Finalmente accadde a Pegaso la stessa cosa che accade oggi ai vecchi cavalli che hanno goduto di una meravigliosa giovinezza come corridori. Fu venduto a un contadino e fissato a un aratro. Pegaso non era abituato a questo pesante lavoro della terra; la sua forza era più adatta a arrampicarsi attraverso l'aria che a camminare lentamente lungo la superficie della terra. Usò tutta la forza che poteva mettere nel tirare l'aratro, ma le sue ali trascinavano e erano d'intralcio e il suo padrone colpì il suo dorso dolorante con una frusta da buoi. Quella sarebbe potuta essere la fine di questo cavallo alato, ma un giorno la buona sorte gli arrivò.

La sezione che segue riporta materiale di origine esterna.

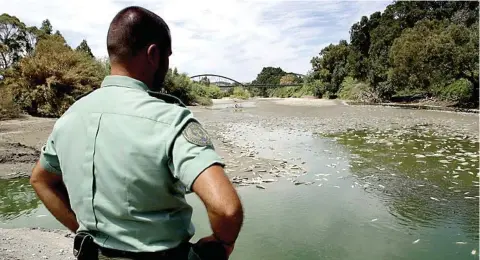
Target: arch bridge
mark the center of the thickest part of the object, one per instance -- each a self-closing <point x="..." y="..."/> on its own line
<point x="226" y="82"/>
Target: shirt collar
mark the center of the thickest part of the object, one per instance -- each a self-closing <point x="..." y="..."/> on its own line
<point x="123" y="81"/>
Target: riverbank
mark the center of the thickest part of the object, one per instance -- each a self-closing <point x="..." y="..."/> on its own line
<point x="276" y="140"/>
<point x="34" y="244"/>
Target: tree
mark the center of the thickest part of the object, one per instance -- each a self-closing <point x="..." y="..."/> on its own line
<point x="269" y="76"/>
<point x="46" y="27"/>
<point x="433" y="54"/>
<point x="13" y="40"/>
<point x="83" y="47"/>
<point x="47" y="82"/>
<point x="331" y="65"/>
<point x="289" y="79"/>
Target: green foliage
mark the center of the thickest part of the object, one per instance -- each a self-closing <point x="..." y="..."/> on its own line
<point x="83" y="47"/>
<point x="411" y="47"/>
<point x="459" y="91"/>
<point x="13" y="40"/>
<point x="241" y="93"/>
<point x="42" y="75"/>
<point x="8" y="108"/>
<point x="269" y="75"/>
<point x="47" y="82"/>
<point x="46" y="27"/>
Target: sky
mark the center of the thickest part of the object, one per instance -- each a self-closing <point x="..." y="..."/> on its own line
<point x="226" y="37"/>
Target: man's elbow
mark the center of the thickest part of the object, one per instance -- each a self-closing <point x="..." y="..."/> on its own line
<point x="234" y="211"/>
<point x="41" y="178"/>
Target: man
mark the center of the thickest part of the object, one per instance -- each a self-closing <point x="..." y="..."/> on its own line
<point x="119" y="162"/>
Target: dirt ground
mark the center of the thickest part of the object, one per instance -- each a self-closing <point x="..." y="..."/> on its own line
<point x="22" y="139"/>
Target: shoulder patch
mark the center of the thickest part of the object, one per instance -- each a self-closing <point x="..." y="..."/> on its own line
<point x="196" y="134"/>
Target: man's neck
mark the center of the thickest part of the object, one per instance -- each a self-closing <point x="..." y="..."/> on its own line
<point x="121" y="71"/>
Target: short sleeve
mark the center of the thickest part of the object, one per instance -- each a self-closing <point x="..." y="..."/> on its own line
<point x="192" y="152"/>
<point x="48" y="157"/>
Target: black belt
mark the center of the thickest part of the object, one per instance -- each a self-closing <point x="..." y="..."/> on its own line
<point x="179" y="252"/>
<point x="84" y="248"/>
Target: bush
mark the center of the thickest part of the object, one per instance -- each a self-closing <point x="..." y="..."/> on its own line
<point x="352" y="89"/>
<point x="459" y="91"/>
<point x="47" y="82"/>
<point x="8" y="108"/>
<point x="241" y="93"/>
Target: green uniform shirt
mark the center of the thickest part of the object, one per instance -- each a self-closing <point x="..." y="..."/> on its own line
<point x="127" y="160"/>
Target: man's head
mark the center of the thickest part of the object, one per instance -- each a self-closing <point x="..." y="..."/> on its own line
<point x="139" y="46"/>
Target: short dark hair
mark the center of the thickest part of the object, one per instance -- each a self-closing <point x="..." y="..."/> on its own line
<point x="132" y="29"/>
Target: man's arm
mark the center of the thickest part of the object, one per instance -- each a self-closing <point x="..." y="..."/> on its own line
<point x="52" y="192"/>
<point x="198" y="166"/>
<point x="221" y="200"/>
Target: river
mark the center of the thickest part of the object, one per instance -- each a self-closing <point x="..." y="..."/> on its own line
<point x="357" y="182"/>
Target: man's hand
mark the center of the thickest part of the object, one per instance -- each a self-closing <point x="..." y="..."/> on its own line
<point x="212" y="238"/>
<point x="222" y="203"/>
<point x="52" y="192"/>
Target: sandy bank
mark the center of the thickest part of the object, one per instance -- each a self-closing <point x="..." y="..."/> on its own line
<point x="34" y="244"/>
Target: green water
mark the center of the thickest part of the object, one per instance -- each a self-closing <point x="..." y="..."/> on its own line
<point x="398" y="194"/>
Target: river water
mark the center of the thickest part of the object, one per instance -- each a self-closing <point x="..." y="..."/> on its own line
<point x="379" y="183"/>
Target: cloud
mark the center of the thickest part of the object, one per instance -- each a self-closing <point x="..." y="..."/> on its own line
<point x="227" y="37"/>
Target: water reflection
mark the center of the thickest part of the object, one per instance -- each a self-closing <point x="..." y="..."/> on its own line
<point x="425" y="180"/>
<point x="17" y="199"/>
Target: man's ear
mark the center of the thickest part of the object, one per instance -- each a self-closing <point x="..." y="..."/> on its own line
<point x="153" y="55"/>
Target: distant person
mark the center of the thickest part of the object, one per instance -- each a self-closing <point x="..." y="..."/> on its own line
<point x="118" y="163"/>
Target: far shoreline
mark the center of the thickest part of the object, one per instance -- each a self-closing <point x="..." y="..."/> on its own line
<point x="313" y="101"/>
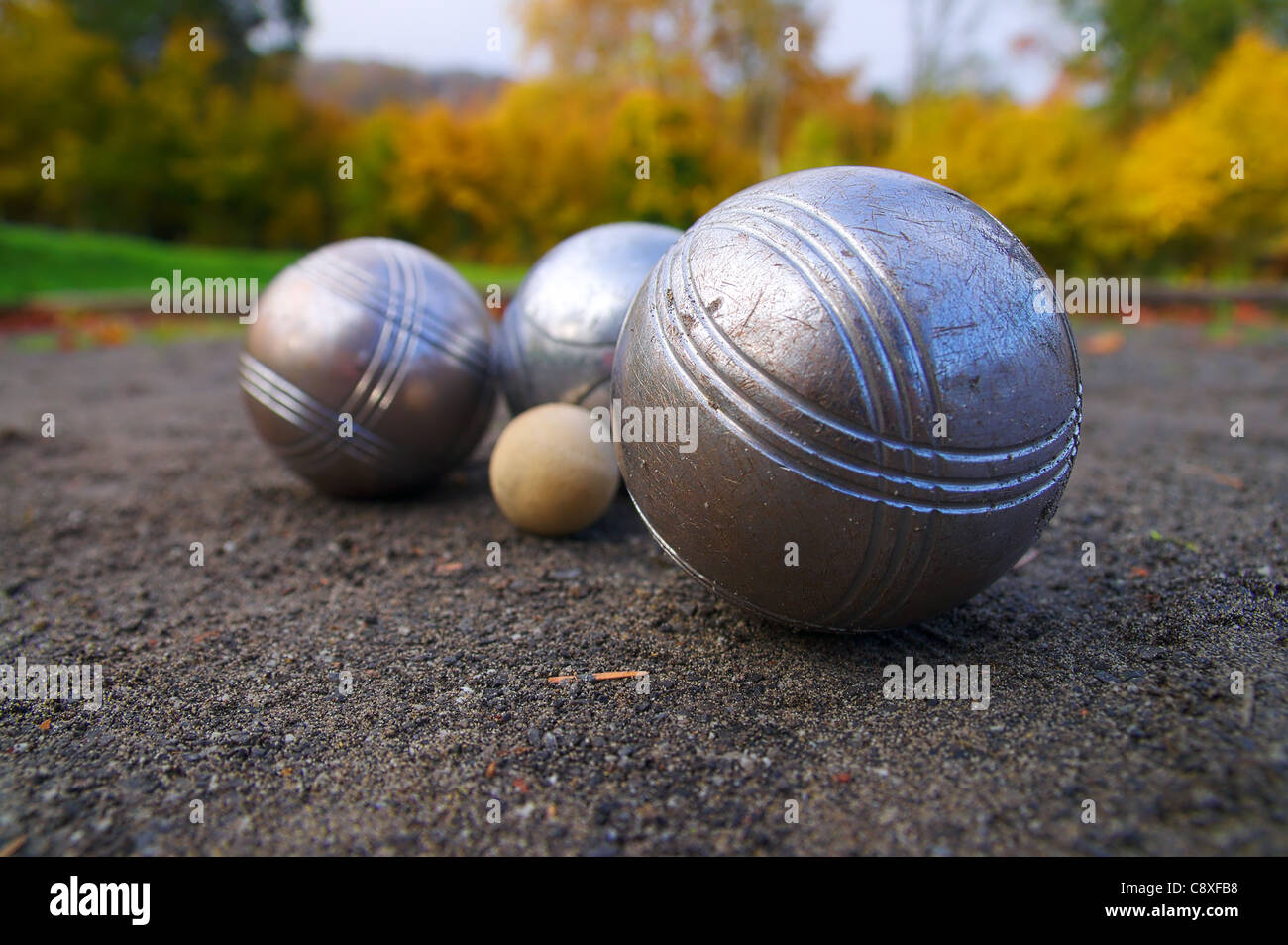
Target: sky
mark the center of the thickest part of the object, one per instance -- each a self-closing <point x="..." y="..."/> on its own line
<point x="875" y="35"/>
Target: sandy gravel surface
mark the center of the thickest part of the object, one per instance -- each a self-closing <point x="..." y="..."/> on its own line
<point x="222" y="682"/>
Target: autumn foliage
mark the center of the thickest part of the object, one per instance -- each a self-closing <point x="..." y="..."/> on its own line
<point x="176" y="153"/>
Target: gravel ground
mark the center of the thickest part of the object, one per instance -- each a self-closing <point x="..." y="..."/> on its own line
<point x="222" y="682"/>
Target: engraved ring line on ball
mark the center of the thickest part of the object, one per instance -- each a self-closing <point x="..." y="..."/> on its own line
<point x="320" y="429"/>
<point x="320" y="422"/>
<point x="835" y="461"/>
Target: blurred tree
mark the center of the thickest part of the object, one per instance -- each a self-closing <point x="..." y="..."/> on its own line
<point x="760" y="54"/>
<point x="1153" y="52"/>
<point x="243" y="29"/>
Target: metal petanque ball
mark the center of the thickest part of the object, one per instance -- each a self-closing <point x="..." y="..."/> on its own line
<point x="368" y="368"/>
<point x="558" y="335"/>
<point x="888" y="402"/>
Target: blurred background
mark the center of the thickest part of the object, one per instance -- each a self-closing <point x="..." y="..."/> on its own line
<point x="1117" y="138"/>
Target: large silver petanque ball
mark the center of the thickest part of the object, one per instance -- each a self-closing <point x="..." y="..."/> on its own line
<point x="887" y="402"/>
<point x="559" y="331"/>
<point x="368" y="368"/>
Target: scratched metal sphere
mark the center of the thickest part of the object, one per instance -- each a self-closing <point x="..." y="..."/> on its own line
<point x="558" y="335"/>
<point x="385" y="334"/>
<point x="877" y="396"/>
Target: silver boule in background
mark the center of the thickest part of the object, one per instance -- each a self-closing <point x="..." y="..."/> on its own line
<point x="559" y="331"/>
<point x="881" y="396"/>
<point x="387" y="335"/>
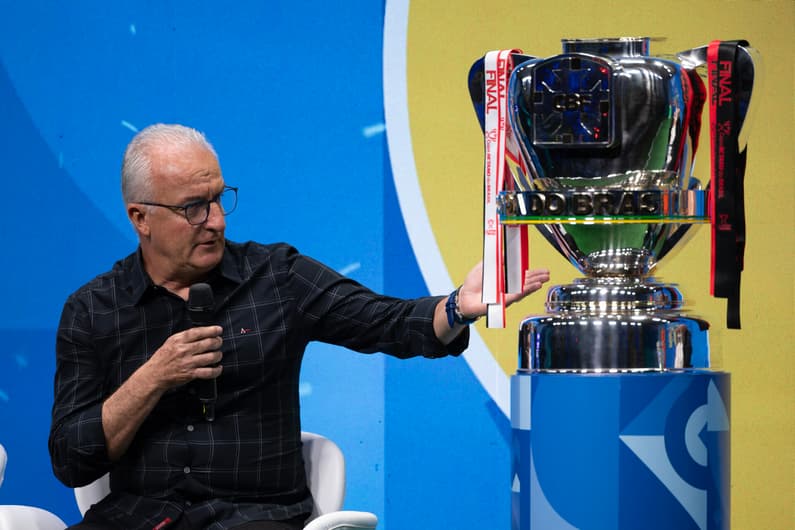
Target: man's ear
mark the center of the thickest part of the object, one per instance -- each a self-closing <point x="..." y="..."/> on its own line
<point x="139" y="218"/>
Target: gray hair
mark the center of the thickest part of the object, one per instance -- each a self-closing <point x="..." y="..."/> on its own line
<point x="136" y="168"/>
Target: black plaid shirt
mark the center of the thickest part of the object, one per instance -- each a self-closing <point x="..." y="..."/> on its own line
<point x="246" y="465"/>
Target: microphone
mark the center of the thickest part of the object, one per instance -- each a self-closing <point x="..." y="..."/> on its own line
<point x="200" y="311"/>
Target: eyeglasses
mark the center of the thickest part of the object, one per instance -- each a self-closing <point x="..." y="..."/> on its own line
<point x="197" y="212"/>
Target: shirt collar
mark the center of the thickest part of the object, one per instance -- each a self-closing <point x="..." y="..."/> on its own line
<point x="140" y="283"/>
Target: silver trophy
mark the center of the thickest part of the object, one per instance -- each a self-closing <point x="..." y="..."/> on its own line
<point x="607" y="135"/>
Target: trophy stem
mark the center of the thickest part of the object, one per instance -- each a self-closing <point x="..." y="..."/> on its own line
<point x="599" y="324"/>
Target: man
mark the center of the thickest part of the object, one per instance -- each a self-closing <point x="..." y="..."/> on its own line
<point x="129" y="360"/>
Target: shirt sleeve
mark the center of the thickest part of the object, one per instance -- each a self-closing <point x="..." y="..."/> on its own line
<point x="339" y="310"/>
<point x="77" y="441"/>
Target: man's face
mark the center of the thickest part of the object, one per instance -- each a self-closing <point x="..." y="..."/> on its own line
<point x="174" y="250"/>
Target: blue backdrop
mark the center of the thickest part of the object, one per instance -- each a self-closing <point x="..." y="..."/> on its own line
<point x="290" y="95"/>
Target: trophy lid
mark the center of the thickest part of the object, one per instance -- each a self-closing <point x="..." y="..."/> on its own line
<point x="611" y="47"/>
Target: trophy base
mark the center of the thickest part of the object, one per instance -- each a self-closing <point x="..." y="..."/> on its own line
<point x="612" y="325"/>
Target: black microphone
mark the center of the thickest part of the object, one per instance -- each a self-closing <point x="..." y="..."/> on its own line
<point x="200" y="311"/>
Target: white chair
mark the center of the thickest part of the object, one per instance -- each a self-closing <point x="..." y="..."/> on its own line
<point x="19" y="517"/>
<point x="325" y="474"/>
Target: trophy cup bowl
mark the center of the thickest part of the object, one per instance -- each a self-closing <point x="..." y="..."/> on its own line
<point x="607" y="136"/>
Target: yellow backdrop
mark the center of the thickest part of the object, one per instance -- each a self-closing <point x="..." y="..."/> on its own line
<point x="443" y="40"/>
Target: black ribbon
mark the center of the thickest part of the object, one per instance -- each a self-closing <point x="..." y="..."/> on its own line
<point x="728" y="174"/>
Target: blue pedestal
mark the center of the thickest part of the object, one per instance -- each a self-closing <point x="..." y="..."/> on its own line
<point x="623" y="451"/>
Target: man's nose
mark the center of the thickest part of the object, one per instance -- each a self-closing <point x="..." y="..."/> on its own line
<point x="216" y="218"/>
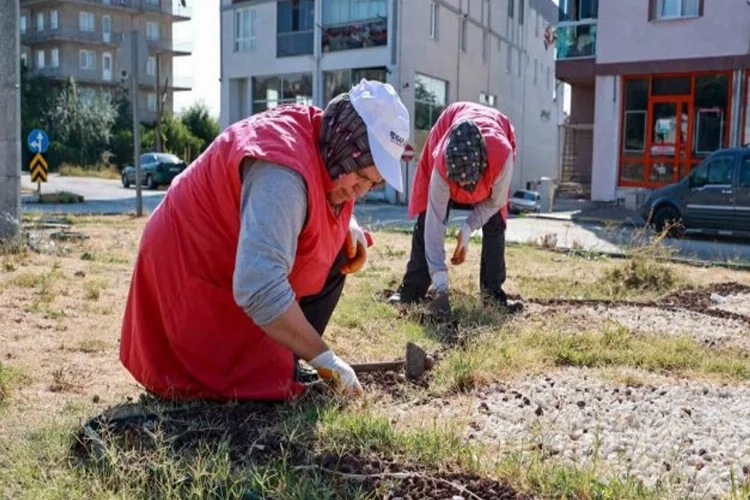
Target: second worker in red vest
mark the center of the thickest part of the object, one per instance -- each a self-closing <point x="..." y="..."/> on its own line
<point x="466" y="163"/>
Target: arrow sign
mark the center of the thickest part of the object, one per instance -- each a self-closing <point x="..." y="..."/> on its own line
<point x="38" y="141"/>
<point x="38" y="168"/>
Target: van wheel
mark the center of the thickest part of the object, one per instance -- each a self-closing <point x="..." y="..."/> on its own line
<point x="668" y="218"/>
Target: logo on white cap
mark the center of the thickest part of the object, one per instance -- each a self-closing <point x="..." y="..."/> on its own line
<point x="388" y="126"/>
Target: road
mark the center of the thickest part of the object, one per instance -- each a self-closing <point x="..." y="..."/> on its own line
<point x="110" y="197"/>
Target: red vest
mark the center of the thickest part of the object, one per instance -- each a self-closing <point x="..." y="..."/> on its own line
<point x="183" y="335"/>
<point x="501" y="141"/>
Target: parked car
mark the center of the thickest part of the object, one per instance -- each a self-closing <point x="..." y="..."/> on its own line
<point x="713" y="199"/>
<point x="524" y="201"/>
<point x="157" y="169"/>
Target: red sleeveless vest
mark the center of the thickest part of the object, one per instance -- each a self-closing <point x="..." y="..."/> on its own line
<point x="501" y="142"/>
<point x="183" y="335"/>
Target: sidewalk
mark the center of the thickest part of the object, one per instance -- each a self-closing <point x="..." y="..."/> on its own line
<point x="610" y="216"/>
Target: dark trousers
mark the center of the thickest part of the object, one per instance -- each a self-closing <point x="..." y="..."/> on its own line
<point x="417" y="279"/>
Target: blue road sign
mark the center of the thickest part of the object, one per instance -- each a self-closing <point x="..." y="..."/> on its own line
<point x="38" y="141"/>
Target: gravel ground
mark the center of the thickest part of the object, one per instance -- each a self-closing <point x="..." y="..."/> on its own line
<point x="680" y="434"/>
<point x="739" y="303"/>
<point x="708" y="330"/>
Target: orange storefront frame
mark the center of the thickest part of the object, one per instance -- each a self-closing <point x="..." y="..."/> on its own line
<point x="683" y="160"/>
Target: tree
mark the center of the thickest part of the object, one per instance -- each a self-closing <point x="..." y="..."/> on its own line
<point x="83" y="123"/>
<point x="201" y="124"/>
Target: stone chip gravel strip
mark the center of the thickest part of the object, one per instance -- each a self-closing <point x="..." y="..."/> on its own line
<point x="682" y="435"/>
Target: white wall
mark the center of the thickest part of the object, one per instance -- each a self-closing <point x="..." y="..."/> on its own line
<point x="606" y="132"/>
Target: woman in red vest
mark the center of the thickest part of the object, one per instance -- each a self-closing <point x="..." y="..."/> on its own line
<point x="243" y="262"/>
<point x="466" y="163"/>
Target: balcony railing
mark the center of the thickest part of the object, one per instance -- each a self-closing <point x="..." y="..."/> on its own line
<point x="170" y="7"/>
<point x="294" y="43"/>
<point x="355" y="34"/>
<point x="576" y="39"/>
<point x="69" y="33"/>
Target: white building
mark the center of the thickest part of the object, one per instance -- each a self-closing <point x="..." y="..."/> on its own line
<point x="434" y="52"/>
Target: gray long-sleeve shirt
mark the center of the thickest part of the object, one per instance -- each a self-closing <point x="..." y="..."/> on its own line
<point x="273" y="209"/>
<point x="437" y="213"/>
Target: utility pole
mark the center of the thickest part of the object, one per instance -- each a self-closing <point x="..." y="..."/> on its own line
<point x="134" y="76"/>
<point x="10" y="110"/>
<point x="158" y="100"/>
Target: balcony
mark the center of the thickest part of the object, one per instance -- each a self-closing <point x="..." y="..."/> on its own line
<point x="355" y="34"/>
<point x="294" y="43"/>
<point x="31" y="36"/>
<point x="172" y="8"/>
<point x="576" y="39"/>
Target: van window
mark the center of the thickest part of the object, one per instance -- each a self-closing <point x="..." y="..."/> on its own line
<point x="714" y="171"/>
<point x="745" y="171"/>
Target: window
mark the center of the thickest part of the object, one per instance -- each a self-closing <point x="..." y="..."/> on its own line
<point x="430" y="99"/>
<point x="271" y="91"/>
<point x="151" y="101"/>
<point x="295" y="23"/>
<point x="745" y="172"/>
<point x="354" y="24"/>
<point x="86" y="21"/>
<point x="151" y="66"/>
<point x="338" y="82"/>
<point x="671" y="9"/>
<point x="716" y="171"/>
<point x="464" y="28"/>
<point x="152" y="30"/>
<point x="635" y="114"/>
<point x="711" y="106"/>
<point x="244" y="30"/>
<point x="87" y="59"/>
<point x="433" y="20"/>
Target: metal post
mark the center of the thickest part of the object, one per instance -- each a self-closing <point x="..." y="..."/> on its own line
<point x="10" y="110"/>
<point x="136" y="124"/>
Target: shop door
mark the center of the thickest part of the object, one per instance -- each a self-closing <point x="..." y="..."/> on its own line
<point x="667" y="139"/>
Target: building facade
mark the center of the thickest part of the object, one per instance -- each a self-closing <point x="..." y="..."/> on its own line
<point x="82" y="38"/>
<point x="661" y="85"/>
<point x="434" y="52"/>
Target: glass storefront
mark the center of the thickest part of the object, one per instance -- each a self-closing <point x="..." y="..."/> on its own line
<point x="670" y="123"/>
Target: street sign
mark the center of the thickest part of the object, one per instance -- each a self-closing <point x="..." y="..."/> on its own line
<point x="38" y="168"/>
<point x="38" y="141"/>
<point x="408" y="154"/>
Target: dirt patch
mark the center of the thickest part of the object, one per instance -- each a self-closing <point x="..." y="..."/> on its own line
<point x="254" y="437"/>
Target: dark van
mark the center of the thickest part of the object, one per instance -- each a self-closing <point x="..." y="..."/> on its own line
<point x="713" y="199"/>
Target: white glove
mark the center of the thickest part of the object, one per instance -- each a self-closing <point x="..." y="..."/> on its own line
<point x="334" y="370"/>
<point x="356" y="248"/>
<point x="465" y="235"/>
<point x="440" y="281"/>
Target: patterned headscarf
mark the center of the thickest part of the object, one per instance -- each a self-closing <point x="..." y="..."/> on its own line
<point x="343" y="138"/>
<point x="466" y="154"/>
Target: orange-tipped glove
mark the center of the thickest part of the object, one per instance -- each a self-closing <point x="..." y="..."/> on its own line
<point x="462" y="246"/>
<point x="337" y="372"/>
<point x="356" y="244"/>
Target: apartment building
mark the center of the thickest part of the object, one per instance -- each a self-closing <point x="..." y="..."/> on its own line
<point x="82" y="38"/>
<point x="660" y="86"/>
<point x="434" y="52"/>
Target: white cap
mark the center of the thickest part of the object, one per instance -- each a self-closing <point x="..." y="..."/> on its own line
<point x="388" y="126"/>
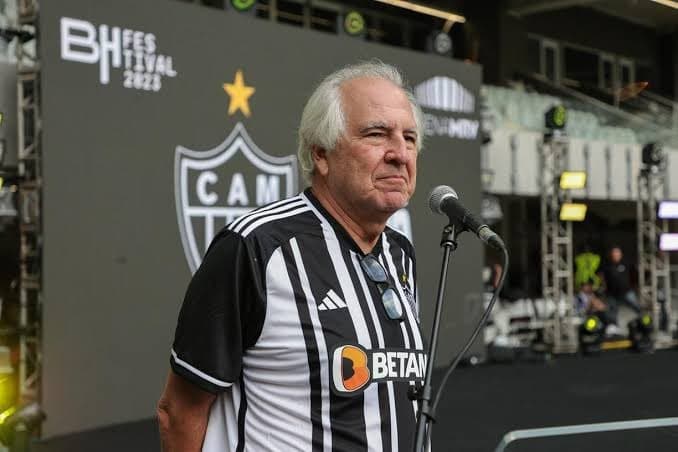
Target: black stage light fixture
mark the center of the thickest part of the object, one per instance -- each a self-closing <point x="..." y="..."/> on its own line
<point x="653" y="154"/>
<point x="439" y="43"/>
<point x="640" y="333"/>
<point x="555" y="118"/>
<point x="591" y="335"/>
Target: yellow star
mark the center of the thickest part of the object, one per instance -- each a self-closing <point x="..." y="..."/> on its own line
<point x="240" y="93"/>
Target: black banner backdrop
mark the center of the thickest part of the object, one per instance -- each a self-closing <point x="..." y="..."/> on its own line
<point x="162" y="121"/>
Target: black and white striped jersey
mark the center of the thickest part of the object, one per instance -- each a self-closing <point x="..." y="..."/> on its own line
<point x="282" y="322"/>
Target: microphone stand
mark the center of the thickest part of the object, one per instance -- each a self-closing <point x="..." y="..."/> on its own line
<point x="449" y="243"/>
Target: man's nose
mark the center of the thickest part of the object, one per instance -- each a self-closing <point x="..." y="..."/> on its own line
<point x="399" y="151"/>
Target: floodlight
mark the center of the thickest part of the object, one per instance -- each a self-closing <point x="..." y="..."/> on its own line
<point x="572" y="180"/>
<point x="354" y="23"/>
<point x="19" y="421"/>
<point x="555" y="117"/>
<point x="668" y="210"/>
<point x="572" y="211"/>
<point x="640" y="333"/>
<point x="653" y="154"/>
<point x="591" y="335"/>
<point x="243" y="5"/>
<point x="668" y="242"/>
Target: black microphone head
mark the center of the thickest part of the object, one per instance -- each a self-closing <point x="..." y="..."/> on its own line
<point x="438" y="194"/>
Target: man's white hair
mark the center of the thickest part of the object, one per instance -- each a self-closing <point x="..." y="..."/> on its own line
<point x="323" y="122"/>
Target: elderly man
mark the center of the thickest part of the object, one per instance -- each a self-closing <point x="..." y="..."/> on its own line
<point x="299" y="331"/>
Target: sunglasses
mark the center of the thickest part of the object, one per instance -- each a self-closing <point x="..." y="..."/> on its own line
<point x="389" y="297"/>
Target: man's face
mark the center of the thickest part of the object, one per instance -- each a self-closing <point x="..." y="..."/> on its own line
<point x="372" y="169"/>
<point x="615" y="255"/>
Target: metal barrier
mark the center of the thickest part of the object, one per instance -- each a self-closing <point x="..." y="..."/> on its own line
<point x="516" y="435"/>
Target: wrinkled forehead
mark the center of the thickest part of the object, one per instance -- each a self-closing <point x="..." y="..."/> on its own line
<point x="375" y="99"/>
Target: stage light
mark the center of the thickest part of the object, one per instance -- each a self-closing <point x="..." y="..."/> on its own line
<point x="16" y="425"/>
<point x="670" y="3"/>
<point x="668" y="242"/>
<point x="572" y="180"/>
<point x="425" y="10"/>
<point x="354" y="23"/>
<point x="640" y="333"/>
<point x="668" y="210"/>
<point x="591" y="335"/>
<point x="653" y="154"/>
<point x="440" y="43"/>
<point x="555" y="118"/>
<point x="571" y="211"/>
<point x="243" y="5"/>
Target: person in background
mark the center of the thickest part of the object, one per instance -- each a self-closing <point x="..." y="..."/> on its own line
<point x="587" y="302"/>
<point x="617" y="277"/>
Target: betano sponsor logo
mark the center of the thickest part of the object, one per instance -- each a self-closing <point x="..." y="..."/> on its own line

C'era un giovane che passava di lì, amato dalle Muse. Era così povero che spesso non aveva altro riparo che quello offerto dai boschi e dalle siepi, né altro cibo che frutti selvatici ed erbe dei campi. Ma questo giovane sapeva mettere le bellezze della terra, le sue colline e valli, i suoi templi, i fiori, e i desideri e gli amori della sua gente in parole che cantavano insieme come cantavano le note di un liuto. Era un giovane poeta.
Il poeta provò una grande compassione per il cavallo che vide nel campo, curvo sotto i colpi del suo rozzo padrone, e con le ali trascinanti e strappate. "Lascia che provi a guidare il tuo cavallo," supplicò, attraversando il campo e montando sul dorso di Pegaso.
Fu improvvisamente come se uno degli dei stesse cavalcando Pegaso. Alzò la testa in alto, e i suoi piedi pesanti lasciarono le zolle di terra. Le sue ali si raddrizzarono e si spiegarono larghe.

Portando il giovane, Pegaso si levò attraverso l'aria mentre la gente del paese si radunava da tutte le fattorie vicine per guardare la meraviglia, un cavallo alato con una fluente criniera dorata che si alzava e poi si nascondeva dentro le nuvole che si aprivano sul Monte Olimpo.